Aku yang memperhatikan mereka sedari tadi, mendapatkan gairah baru. Sudut pandang saudagar sama dengan apa yang aku lihat selama ini.

"Kapan kau akan berangkat. Aku akan mempersiapkan apa yang kau butuhkan. Mungkin—"

"Tidak perlu." Laki-laki itu kian terkejut. Pikirannya berkecamuk atas rencana saudagar itu. "Izinkan aku membawa penjagal ini."

"Ayolah, kau tidak mesti pergi ke sana. Apalagi mesti mengajak penjagal tidak berguna itu."

Rahangku mengeras atas perkataannya. Bagaimana mungkin aku tidak berguna selama ini? Mengawalnya kian kemari. Menjadi senjata sekaligus tameng di saat dia dalam bahaya. Bagiku, laki-laki tambun itu mesti memahami dahulu arti terima kasih sebelum menentukan arah jalan orang lain.

"Kau menolak, perjanjian batal!" Ancaman saudagar itu membuatnya tidak berkutik. Ucapannya menjadi gelagapan. Perihal perjanjian, aku tidak tahu sama sekali.

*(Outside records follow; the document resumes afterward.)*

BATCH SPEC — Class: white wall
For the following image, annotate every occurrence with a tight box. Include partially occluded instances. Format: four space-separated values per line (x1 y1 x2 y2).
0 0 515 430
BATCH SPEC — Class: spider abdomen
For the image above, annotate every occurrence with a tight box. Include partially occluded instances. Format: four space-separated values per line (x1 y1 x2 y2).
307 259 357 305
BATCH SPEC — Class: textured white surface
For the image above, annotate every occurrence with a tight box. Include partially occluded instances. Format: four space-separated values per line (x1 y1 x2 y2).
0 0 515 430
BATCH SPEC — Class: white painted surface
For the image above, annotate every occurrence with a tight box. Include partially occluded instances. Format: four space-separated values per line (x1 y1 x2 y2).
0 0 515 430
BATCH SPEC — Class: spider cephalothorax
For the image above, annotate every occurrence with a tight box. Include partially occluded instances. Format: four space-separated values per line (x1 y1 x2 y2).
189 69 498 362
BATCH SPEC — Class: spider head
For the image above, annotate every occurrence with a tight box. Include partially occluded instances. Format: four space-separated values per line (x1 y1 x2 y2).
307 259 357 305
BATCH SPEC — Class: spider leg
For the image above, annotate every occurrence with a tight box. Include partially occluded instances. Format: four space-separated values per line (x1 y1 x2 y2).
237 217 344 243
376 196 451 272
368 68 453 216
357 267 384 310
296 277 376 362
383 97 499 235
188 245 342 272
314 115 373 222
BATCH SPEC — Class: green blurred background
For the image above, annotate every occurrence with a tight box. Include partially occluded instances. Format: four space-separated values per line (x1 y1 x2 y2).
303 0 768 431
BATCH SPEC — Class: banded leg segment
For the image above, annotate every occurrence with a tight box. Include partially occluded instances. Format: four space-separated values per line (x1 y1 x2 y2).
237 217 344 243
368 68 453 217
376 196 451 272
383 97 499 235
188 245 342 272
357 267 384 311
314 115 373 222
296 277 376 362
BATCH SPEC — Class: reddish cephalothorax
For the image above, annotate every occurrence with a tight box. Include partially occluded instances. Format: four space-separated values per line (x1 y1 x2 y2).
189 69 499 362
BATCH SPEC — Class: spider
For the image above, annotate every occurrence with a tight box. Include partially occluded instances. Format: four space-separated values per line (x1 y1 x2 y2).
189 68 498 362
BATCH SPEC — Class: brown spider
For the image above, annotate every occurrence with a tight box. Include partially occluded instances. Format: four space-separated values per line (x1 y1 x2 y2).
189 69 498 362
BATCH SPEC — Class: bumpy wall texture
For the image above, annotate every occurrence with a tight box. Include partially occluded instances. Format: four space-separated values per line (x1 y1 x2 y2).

Dengan berat hati, laki-laki tambun—majikanku—mengizinkan penjagalnya ikut bersama saudagar itu. Haruskah aku berterima kasih kepadanya karena telah membawaku pergi dari cengkramannya?

"Kau persiapkan kuda sekarang. Kita berangkat saat matahari telah condong ke arah barat."

Aku memperhatikan langit yang cerah. Langit biru menampakkan ronanya bersama awan putih. Ah, mungkin ini akan menjadi perjalanan yang menyenangkan setelah sekian lama menghabiskan waktu menempa pedang. Sudah saatnya aku kembali mengembangkan peta yang telah lama ditinggalkan.

Tanpa aku sadari, ada awan kelabu yang berarak bersama awan putih.

***

Jika ditanya perihal perjalanan, bisa dibilang aku telah kenyang akan hal itu. Berkunjung ke tempat-tempat yang menakjubkan. Bertemu dengan orang-orang yang berbeda. Bahkan menjadi budak dari laki-laki tambun itu. Ah, ada baiknya tidak perlu ada kisahnya.

Dua ekor kuda hitam yang kami tunggangi melaju dengan cepat. Menurut perhitungan saudagar, perjalanan ini tinggal empat jam perjalanan. Atau lebih jelasnya dari Tambuo—nama tempat aku diami—menuju Kampar menghabiskan waktu sekitar sembilan jam berkuda. Lain halnya jika pergi ke arah utara, Andalas.

Memang dari Tambuo, wilayah Andalas yang berupa jajaran bukit dapat terlihat. Namun, jaraknya melebihi Tambuo-Kampar.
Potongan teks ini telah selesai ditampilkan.